Exhibition easy hard

2018

Jonathan Smart Gallery, Christchurch

Marie Le Lievre’s practice is a poetry both personal and universal – a layering of drawing into painting that is delicately and determinedly interwoven. Both disciplines, drawing and painting that is, require touch. Le Lievre’s mode of painting involves pouring and paddling – a sensitivity to touch and viscosity – as medium is tipped and bled into oil paint creating lightness like lichen-creep across shimmering darkness.
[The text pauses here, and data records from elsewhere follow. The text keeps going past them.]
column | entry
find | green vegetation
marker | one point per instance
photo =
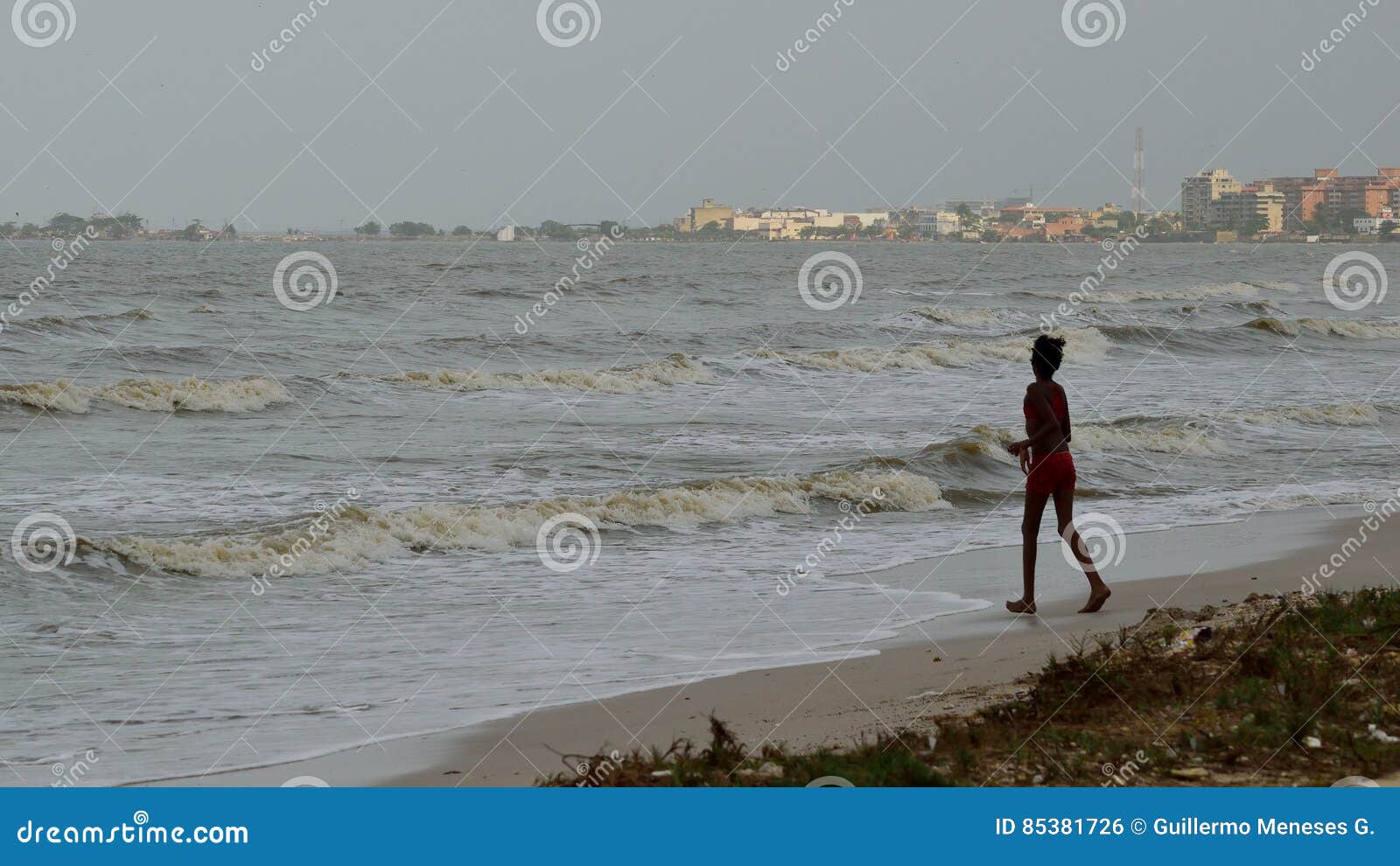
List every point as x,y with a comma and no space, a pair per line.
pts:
556,231
412,230
1290,691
Here in this new body of work, this signature filigree is often echoed by fine charcoal lines “scribbled” onto the oil paint. Drawing quite literally joins painting. And Le Lievre’s hand very obviously inscribes and animates her painted fields. A sense of movement and fluidity pervade both forms of mark-making, so the paintings seem almost to speak with one mind.
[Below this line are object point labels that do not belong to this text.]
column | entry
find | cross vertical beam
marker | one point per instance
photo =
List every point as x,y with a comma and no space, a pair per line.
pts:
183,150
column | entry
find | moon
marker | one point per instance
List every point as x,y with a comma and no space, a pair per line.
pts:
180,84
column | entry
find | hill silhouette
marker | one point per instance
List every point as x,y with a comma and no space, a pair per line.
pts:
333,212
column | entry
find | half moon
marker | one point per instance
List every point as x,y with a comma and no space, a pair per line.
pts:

In Char Stoked (Notes) for example, a rich Madonna-like blue is heavily rendered with variously angled and rubbed charcoal lines. The whole is then plugged with a resonant magenta. In High (Notes), a similar energy of line and tone is busy like a thought-bubble, and connected tentacle-like to the painterly field below – an area typically duck egg blue beneath sensuous shades of darker blues and blacks.
 
But in the majestic title work of the show, the colour sense is different and there is plenty of it. Rarely has Le Lievre attempted to bleed and merge so many layers of crimson, yellow, orange and greeny blue. As she herself would have it, “this really was easy hard”! And one wonders whether we’ll ever see the likes of it again.